Dopamine receptor antagonists such as chlorpromazine and haloperidol are widely used in the treatment of aggressive patients. However, these are antipsychotic drugs that suppress nervous activity, which leads to the suppression of defensive aggression and other side effects. Barbiturates and benzodiazepines, which affect the function of GABA receptors, face the same problems, which also severely limits their potential as anti-aggressive agents. Beta-blockers such as propranolol and nadolol are only effective in some patients, such as those with organic brain syndromes and chronic psychosis, and also lead to side effects. Serotonin reuptake inhibitors, which block the function of the serotonin transporter, showed to be effective in reducing aggressiveness in patients with borderline personality disorder. Yet they cannot selectively reduce aggressiveness due to the influence on other forms of behavior and having serious side effects. Finally, agonists and antagonists of 5-HT2 receptors are also able to reduce aggressiveness, however, the former lead to side effects, while the influence of the latter is still very poorly understood. It should be noted that 5-HT2A agonists include many psychedelics known for their anti-aggressive and empathic effects. However, their influence can hardly be called selective.

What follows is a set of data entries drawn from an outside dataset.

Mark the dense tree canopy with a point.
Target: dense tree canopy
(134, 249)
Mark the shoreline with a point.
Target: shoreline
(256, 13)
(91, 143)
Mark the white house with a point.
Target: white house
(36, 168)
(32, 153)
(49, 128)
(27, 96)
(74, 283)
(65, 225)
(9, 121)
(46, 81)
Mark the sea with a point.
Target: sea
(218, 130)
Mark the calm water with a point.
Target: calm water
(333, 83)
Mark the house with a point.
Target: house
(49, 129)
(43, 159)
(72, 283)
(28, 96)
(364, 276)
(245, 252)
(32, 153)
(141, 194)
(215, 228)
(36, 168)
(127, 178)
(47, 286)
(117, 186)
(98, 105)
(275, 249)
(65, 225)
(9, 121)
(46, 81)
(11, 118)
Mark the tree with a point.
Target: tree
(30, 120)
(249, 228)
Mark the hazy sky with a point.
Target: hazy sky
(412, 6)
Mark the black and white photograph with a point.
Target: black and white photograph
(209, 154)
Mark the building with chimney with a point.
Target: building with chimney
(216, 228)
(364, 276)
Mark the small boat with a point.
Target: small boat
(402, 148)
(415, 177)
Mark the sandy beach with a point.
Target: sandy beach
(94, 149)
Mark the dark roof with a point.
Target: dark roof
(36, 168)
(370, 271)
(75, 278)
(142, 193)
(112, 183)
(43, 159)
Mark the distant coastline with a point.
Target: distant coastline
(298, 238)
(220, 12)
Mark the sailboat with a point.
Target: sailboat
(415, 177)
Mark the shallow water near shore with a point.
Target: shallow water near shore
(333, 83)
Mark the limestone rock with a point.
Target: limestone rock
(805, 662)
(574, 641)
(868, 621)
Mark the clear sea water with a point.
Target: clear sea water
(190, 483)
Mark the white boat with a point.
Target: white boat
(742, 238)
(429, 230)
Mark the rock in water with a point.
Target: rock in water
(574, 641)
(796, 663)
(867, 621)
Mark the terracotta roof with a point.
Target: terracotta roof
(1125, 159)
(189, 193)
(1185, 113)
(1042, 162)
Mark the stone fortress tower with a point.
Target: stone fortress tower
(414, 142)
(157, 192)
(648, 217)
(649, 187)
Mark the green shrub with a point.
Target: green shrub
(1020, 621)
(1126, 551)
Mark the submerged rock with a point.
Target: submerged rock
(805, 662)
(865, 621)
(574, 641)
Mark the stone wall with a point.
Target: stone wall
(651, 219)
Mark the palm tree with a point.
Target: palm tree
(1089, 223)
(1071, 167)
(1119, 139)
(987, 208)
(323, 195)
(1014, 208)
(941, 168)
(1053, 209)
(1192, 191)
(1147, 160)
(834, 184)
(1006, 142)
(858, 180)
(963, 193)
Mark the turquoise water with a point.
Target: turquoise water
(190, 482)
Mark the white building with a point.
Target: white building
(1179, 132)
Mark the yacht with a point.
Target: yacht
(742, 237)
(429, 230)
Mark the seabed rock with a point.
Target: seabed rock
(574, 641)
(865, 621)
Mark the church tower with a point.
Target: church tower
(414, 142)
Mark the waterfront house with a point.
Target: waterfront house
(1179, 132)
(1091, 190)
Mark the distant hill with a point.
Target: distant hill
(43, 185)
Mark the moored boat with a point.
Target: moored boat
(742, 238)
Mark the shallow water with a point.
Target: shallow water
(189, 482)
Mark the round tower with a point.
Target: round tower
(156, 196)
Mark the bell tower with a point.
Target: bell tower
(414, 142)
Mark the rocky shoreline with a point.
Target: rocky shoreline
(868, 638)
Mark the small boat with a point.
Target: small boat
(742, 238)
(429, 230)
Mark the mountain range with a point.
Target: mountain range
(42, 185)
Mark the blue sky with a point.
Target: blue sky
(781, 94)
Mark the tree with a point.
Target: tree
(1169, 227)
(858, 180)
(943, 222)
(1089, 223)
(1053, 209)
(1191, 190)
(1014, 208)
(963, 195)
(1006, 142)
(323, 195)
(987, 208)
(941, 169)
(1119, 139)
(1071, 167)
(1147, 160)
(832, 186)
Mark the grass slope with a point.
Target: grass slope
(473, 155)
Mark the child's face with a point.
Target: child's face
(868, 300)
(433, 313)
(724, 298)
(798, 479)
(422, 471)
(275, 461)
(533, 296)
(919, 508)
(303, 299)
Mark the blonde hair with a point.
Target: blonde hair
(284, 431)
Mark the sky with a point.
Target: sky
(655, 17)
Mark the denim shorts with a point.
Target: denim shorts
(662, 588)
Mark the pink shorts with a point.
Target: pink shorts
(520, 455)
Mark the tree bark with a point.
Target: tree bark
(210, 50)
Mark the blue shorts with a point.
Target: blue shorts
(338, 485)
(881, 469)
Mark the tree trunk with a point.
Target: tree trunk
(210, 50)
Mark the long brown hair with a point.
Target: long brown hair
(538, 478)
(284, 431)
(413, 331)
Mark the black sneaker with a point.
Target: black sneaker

Based on this, it is 5-HT1A and 5-HT1B agonists that seem to be the most promising drugs in the treatment of aggressiveness since they have an extremely selective effect without affecting defensive aggression and other forms of behavior. This opinion is also shared by some researchers who support the resumption of research on the development of such anti-aggressive agents (or so-called "serenics"). Some of them claim that "modern research suggests that aggressive behavior should be studied as a separate functional disorder" and "it is hoped that new insights into the neurobiology of aggression will reveal novel avenues for treatment of this destructive and costly behavior" (by aggressive behavior they mean the disinhibited one).

It is also very important to note that activation of these receptors has exactly the effect that is expected from the violence inhibitor, while the pharmacological interaction with other systems influencing aggressiveness has a different, non-selective effect. This may confirm the limited neurophysiological and genetic nature of the violence inhibition mechanism, where only a few genes and receptors play a key role.